I've been starting siphons by mouth for years. Sure its gross if you think about it too much, but so are a lot of other things we do. I've never gotten sick or had issues from it, even when I got a mouth full of water...which is pretty gross, but meh. I do have one hose I don't like using anymore because it's visibly gross, but I just clean or replace it. One has to think, if the siphon hose gets that nasty, is it safe to be putting in an aquarium?


----------



## prov356 (Sep 20, 2006)

I'm not saying it's real unsafe, just gross. I'll keep my siphon bulb, thanks. Takes a few squeezes.


----------



## newforestrob (Feb 1, 2010)

you dont need to suck on the hose,get the air out of the tube(the piece thats in the aquarium),make sure theres only water in it,pump it up and down rapidly to start the siphon


----------



## Chunkanese (Feb 4, 2011)

I use my mouth and am a person who rarely gets sick, so im probably just immune to it now. Another way is to plug one end with your thumb, fill the siphon with water, raise it above your head to allow the tube to fill with water, insert back into tank having siphon pointing to the surface to get any airlocks out, then let your thumb off and you have a siphon. I do this only the odd time, as mouth is much easier and actually less messy.


----------



## RRasco (Aug 31, 2006)

For the record, I normally use a python. I just use a 3/4" hose concurrently with the python for larger tanks that take hours to drain. It's more convenient. I'm actually thinking of making a DIY faucet siphon like a python, but with a larger diameter hose.


----------



## fox (Jun 11, 2009)

Funny that. We only use the python on the smaller and lower tanks. On our larger tanks we use siphon only trying to conserve water. Never really timed it but 120G siphon only with 5/8" tubing takes twenty minutes or so I guess but definately seems like forever. Like watching paint dry. And then another 15- 20 minutes to fill.


----------



## RRasco (Aug 31, 2006)

fox said:


> Funny that. We only use the python on the smaller and lower tanks. On our larger tanks we use siphon only trying to conserve water. Never really timed it but 120G siphon only with 5/8" tubing takes twenty minutes or so I guess but definately seems like forever. Like watching paint dry. And then another 15- 20 minutes to fill.
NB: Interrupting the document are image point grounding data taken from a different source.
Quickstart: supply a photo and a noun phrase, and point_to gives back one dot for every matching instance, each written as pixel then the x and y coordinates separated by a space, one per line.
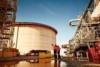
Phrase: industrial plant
pixel 34 41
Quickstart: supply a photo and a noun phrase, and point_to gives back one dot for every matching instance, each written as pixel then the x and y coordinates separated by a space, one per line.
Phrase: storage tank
pixel 33 36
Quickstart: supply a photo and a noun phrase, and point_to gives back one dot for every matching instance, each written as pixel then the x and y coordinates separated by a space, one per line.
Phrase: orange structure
pixel 7 19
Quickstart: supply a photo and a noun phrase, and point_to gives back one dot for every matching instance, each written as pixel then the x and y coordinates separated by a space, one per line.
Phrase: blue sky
pixel 55 13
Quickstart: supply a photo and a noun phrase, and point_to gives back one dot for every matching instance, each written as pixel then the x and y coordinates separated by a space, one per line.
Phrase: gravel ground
pixel 79 63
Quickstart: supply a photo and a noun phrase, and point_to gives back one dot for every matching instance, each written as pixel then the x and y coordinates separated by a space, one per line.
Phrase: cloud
pixel 46 9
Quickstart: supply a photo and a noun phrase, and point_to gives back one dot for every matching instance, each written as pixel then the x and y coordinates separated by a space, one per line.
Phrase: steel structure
pixel 88 31
pixel 7 20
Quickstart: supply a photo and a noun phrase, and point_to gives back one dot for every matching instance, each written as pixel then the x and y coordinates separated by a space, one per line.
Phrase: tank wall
pixel 34 37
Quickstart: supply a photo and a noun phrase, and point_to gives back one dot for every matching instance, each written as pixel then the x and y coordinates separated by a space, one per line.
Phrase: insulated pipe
pixel 73 20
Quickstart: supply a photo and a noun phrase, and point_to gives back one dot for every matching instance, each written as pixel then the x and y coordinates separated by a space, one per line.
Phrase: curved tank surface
pixel 33 36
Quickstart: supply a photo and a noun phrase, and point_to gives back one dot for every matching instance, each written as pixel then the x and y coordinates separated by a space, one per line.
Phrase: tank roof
pixel 36 24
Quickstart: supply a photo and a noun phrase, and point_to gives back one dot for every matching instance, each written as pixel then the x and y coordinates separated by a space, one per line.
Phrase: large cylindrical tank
pixel 33 36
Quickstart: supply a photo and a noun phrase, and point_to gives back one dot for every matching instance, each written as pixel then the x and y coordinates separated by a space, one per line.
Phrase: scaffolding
pixel 7 20
pixel 88 31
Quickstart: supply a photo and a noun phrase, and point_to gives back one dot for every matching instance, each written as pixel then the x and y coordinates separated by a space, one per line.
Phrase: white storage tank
pixel 33 36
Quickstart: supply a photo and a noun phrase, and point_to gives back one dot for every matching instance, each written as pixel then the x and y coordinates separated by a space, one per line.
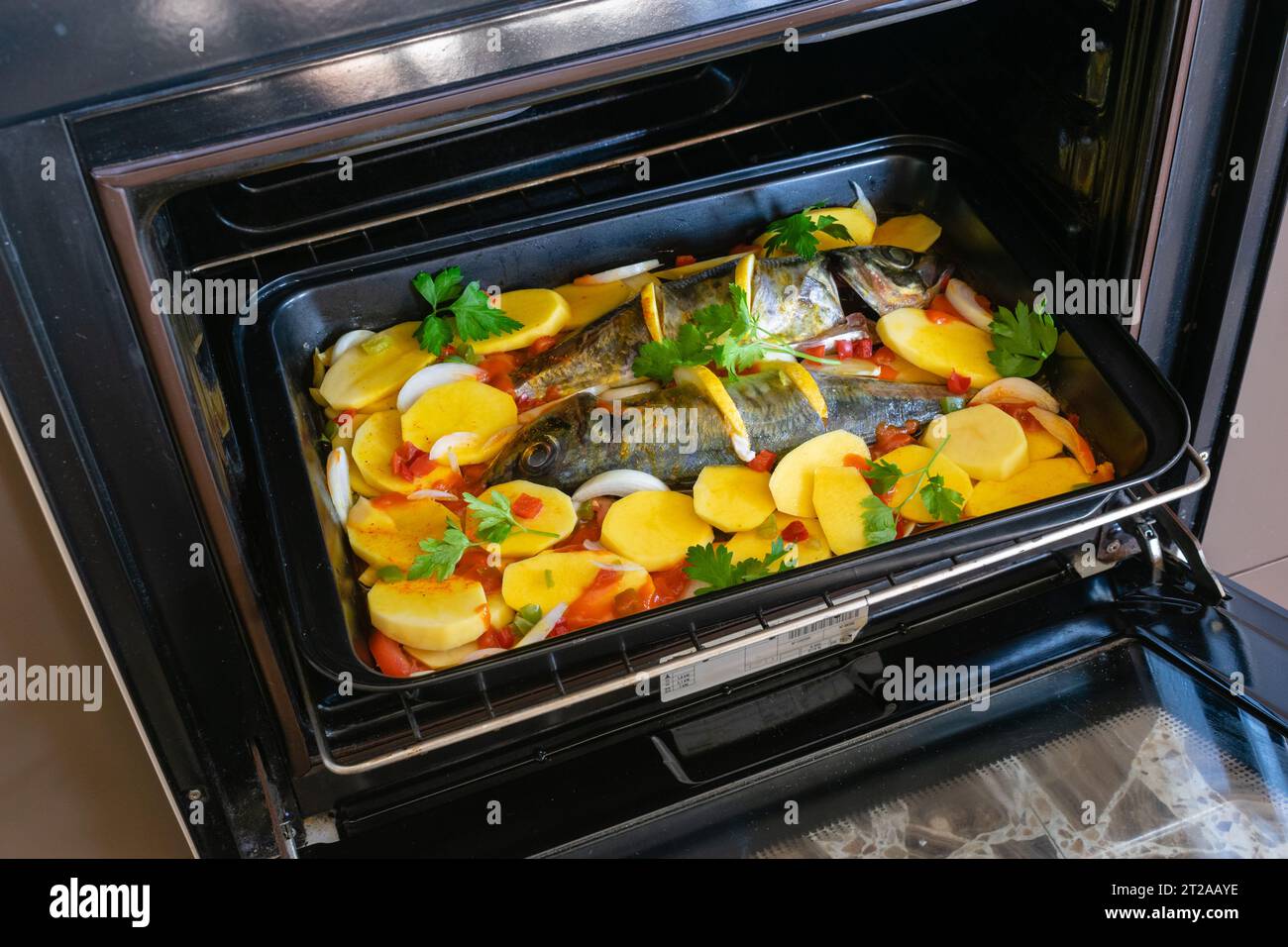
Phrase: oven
pixel 1117 140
Do you leave the water running while the siphon is on? I run the water to start the siphon and let gravity take over after that. My 110 takes at least 30 minutes to drain 50%~. If I leave the water on it siphons must faster, I leave it on when sucking up detritus for the extra oomph. On my low tanks I have to keep the water running or the siphon doesn't work very well at all.


----------



## cdavitt (Apr 4, 2011)

RRasco said:


> For the record, I normally use a python. I just use a 3/4" hose concurrently with the python for larger tanks that take hours to drain. It's more convenient. I'm actually thinking of making a DIY faucet siphon like a python, but with a larger diameter hose.


+1

The Python has saved me TONS of stress and spills not having to move buckets. The only thing I noticed is the smaller diameter hose makes draining my larger tanks take a quite a bit of time. Granted I can work on other tanks or syphon to a bucket to cut time, but a larger diameter hose certainly could work wonders.
Would you have to change the diameter of the cone/gravel end? I'd think larger hose would be stronger suction and could pull the gravel/sand all the way into the tube?
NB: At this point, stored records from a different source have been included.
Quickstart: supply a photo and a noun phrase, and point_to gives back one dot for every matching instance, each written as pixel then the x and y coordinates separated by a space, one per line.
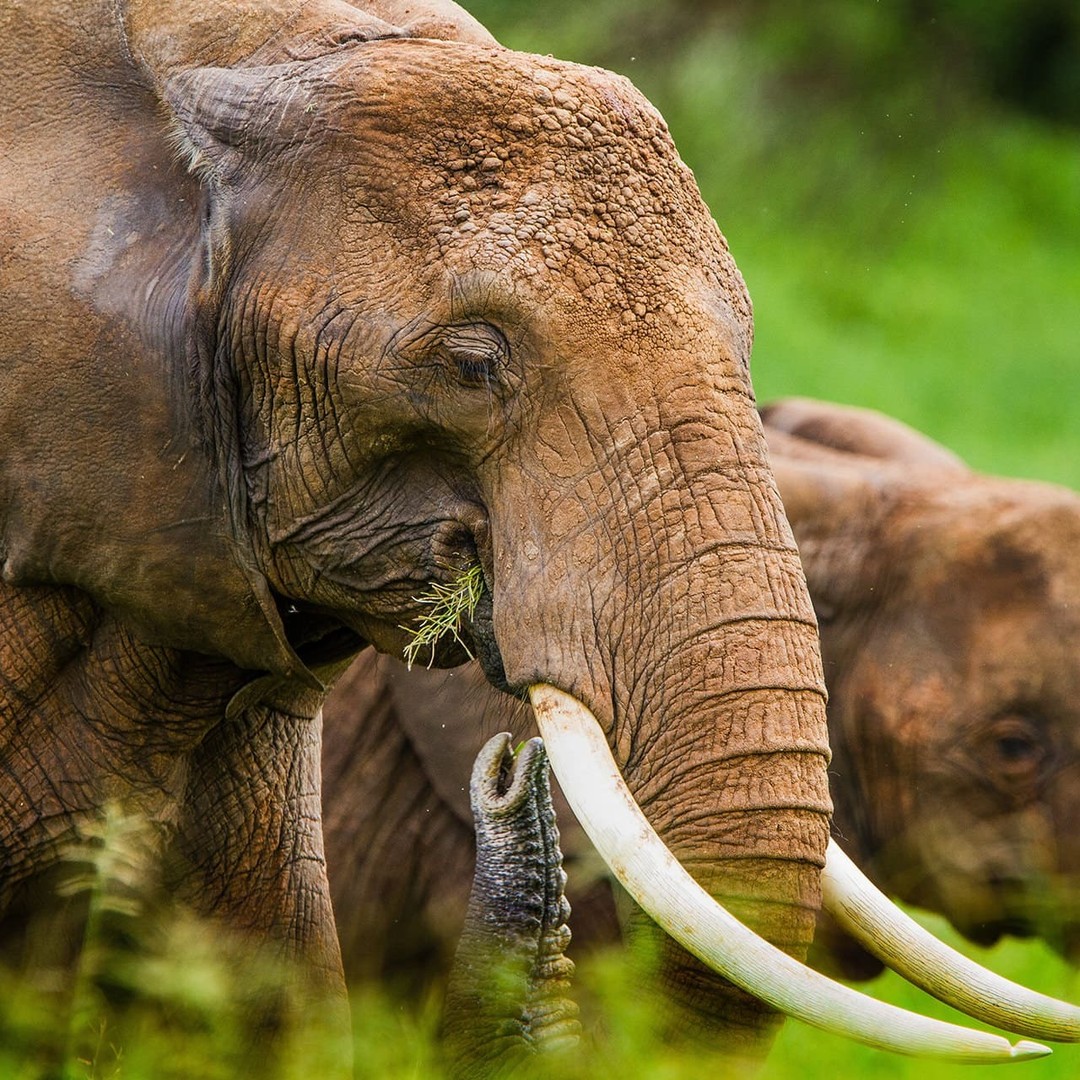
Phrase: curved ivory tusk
pixel 598 795
pixel 865 913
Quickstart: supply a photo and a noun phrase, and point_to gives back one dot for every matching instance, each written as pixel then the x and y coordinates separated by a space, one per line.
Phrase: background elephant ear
pixel 860 431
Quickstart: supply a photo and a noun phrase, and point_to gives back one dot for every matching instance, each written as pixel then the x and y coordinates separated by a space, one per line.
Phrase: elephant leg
pixel 509 994
pixel 248 856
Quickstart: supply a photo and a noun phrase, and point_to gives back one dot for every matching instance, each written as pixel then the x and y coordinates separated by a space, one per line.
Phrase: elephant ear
pixel 227 120
pixel 859 431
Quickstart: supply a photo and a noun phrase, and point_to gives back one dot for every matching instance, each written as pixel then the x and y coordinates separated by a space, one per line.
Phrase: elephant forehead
pixel 547 167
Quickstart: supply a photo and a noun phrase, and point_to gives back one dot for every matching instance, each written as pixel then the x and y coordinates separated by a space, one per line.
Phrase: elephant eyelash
pixel 474 355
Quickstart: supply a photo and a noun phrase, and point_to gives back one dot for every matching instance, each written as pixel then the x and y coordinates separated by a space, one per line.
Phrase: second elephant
pixel 949 645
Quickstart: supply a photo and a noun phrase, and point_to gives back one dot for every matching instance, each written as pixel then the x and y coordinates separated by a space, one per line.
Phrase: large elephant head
pixel 409 307
pixel 471 311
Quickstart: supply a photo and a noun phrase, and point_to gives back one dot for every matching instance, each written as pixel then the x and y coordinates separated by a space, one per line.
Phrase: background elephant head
pixel 336 312
pixel 950 636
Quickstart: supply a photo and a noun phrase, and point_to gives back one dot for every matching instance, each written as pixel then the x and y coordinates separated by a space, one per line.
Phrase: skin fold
pixel 949 640
pixel 305 307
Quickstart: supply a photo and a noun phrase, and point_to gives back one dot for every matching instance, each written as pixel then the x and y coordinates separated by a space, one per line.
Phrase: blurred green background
pixel 900 184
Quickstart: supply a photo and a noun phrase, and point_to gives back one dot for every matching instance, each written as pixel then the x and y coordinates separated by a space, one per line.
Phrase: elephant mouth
pixel 319 638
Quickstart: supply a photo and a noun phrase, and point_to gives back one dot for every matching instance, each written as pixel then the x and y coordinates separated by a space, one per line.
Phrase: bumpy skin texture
pixel 300 313
pixel 950 636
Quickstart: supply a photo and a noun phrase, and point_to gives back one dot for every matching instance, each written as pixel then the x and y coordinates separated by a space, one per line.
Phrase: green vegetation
pixel 447 605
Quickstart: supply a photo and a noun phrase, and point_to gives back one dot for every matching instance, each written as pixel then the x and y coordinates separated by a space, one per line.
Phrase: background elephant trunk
pixel 693 643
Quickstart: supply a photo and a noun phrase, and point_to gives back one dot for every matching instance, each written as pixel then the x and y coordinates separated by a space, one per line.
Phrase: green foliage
pixel 910 235
pixel 447 605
Let us know how it works if you make an attempt.


----------



## Flippercon (Mar 5, 2011)

I would just look in the library and build your own python. There is a write up on it. It's around $20. Well worth it.


----------



## yearmax (Aug 11, 2010)

I have to say I love my Python. Have it routed under the sink and into the basement. I have it hooked up to the sink there and it works great. It takes me maybe an hour to drain about 50% while cleaning the gravel, clean the inside of the tank and refill.

I love it. Did the sucking on the hose things for years also and I am glad I got the python. Not to mention it was on sale too.


----------



## Chubbs the Jellybean (Jun 16, 2009)

RRasco said:


> Elijah said:
> 
> 
> > I still cannot get the siphon to work. I think I'm gonna splurge and buy a battery operated gravel vac.
> ...


+1 
I have the Aqueon version of the python and I must say, for any tank over 40 gallons, it's a must. Carrying 5 gallon buckets can be a pain on your back. It costs about 50 bucks, but it's money well spent.


----------



## runawaypencil (May 7, 2011)

Another great way to start the syphon is simply put a large amount of house in the tank (1-2ft) make sure the water is filling up in the hose and then plug the exit side of the tube. (thumb works great) and then pull most of the hose out of the water so the water is now over the edge, and remove "thumb". I do this on my tanks. Its normally I hold one end with my hand put whole arm in the tank, cover the other end with other hands thumb, pull submerged arm back up to wrist and then remove my thumb.


----------



## GTZ (Apr 21, 2010)

runawaypencil said:


> Another great way to start the syphon is simply put a large amount of house in the tank (1-2ft) make sure the water is filling up in the hose and then plug the exit side of the tube. (thumb works great) and then pull most of the hose out of the water so the water is now over the edge, and remove "thumb". I do this on my tanks. Its normally I hold one end with my hand put whole arm in the tank, cover the other end with other hands thumb, pull submerged arm back up to wrist and then remove my thumb.


+1, so simple.


----------



## Elijah (Mar 30, 2011)

I just bought this little gadjet, and it came yesterday:
http://www.amazon.com/biOrb-82272800025 ... 860&sr=1-8

The water I sucked out with it was the dirtiest I've ever seen. This is probably the best $9 I've ever spent!


----------



## Ahab (Jan 20, 2010)

Yeah just spend a little more & get something with a squeeze type pump! Mine isn't fancy but works great! I can't imagine using a syphon without the manual squeeze pump! It's totally worth it!!!!!


----------